Rogério Sganzerla, vampiro

Senhoras e senhores: não deixem de ir ver nossos filmes, mas, por favor, não percam muito tempo com nossas mensagens neutras, não levem muito a sério nosso cinema industrial (?) e muito menos o de autor. Fazem muito bem, porque, como a Argentina e o México, São Paulo está atrasada vinte anos em matéria de cinema.

O parágrafo acima é de Rogério Sganzerla, responsável por A Mulher de Todos, cartaz do Art Palácio, Belas Artes e circuito. Julio Bracho, medíocre diretor mexicano, também tem um filme chamado La Mujer de Todos, mas isso não interessa. Sganzerla realizou em 68 um dos filmes mais inteligentes da década de 60: O Bandido da Luz Vermelha, coqueluche dos novos valores do cinema brasileiro. Falando em direção a Augusto e Haroldo, Rogério disse que "o grande problema continua sendo o da diluição oficial dos novos valores". Para alguns, isso é uma tragédia, mas para o público é bom que a inovação seja diluída na redundância. A Mulher de Todos poderia ser um copo de sangue, mas só alguns poucos estão interessados em beber sangue. Se Luz Vermelha tinha 70% de informação nova, A Mulher de Todos tem 30% e o resto é diluição, redundância estratégica.
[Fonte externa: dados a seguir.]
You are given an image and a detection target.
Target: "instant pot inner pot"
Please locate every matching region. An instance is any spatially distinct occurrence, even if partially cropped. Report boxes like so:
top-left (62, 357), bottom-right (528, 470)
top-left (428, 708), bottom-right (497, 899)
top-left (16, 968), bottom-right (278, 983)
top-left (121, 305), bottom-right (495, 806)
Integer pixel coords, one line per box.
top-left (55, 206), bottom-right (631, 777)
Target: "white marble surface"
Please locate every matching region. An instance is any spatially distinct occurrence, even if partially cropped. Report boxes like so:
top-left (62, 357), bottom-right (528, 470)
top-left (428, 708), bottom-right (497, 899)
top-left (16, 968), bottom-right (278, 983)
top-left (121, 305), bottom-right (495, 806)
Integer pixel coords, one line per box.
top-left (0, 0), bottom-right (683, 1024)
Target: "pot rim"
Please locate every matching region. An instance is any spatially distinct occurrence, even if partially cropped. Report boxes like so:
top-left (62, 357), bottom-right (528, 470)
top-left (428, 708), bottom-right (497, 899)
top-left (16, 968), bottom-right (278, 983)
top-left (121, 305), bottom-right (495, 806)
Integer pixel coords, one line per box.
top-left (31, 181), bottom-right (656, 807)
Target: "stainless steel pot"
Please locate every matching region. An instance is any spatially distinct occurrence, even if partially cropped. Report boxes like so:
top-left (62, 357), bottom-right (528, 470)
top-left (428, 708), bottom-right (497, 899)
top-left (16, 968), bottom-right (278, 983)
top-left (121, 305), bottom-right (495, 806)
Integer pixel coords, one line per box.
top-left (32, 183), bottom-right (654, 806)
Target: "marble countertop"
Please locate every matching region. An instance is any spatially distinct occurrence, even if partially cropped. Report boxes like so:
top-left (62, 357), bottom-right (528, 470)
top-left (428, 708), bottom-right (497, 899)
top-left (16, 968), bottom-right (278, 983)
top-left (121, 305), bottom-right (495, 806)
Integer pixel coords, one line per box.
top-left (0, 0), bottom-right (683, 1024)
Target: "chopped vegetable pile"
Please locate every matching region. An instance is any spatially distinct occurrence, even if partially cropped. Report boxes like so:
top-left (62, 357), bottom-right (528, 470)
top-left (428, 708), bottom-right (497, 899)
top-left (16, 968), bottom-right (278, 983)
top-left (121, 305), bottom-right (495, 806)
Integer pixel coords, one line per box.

Aqui Rogério liberta-se mais das influências, satisfaz mais ao público, afasta-se da inteligentzia colonialista. A criticalha, desmunhecante e descotovelada, está detestando o filme. Eu mesmo, quando digo isso, não o faço como "crítico de cinema" (os boçais são eles, recalcados ou reprimidos que não sabem o a-b-c: só pode haver crítica quando os problemas pessoais estão superados): vocês lendo a opinião de um cara que está muito ligado ao cinema brasileiro em geral, paulista em particular. Gostaria de escrever muito sobre A Mulher de Todos, sobre Rogério Sganzerla, jovem artesão da sintaxe cinematográfica. Mas não vou escrever coisa nenhuma: não vou esmiuçar nada, porque tenho um compromisso comigo mesmo: fazer os meus próprios filmes. Sobre A Mulher digo apenas que é um filme belíssimo, admirável por conseguir uma abordagem até requintada, mesmo filmando a cafonice e o ridículo. É um filme pessoal no melhor sentido: como todo inventor que se preze, Rogério pode se neurotizar com sua problemática pessoal, mas para nós o importante é que ele assume e desenvolve tudo isso no plano crítico, no plano antropofagicamente crítico.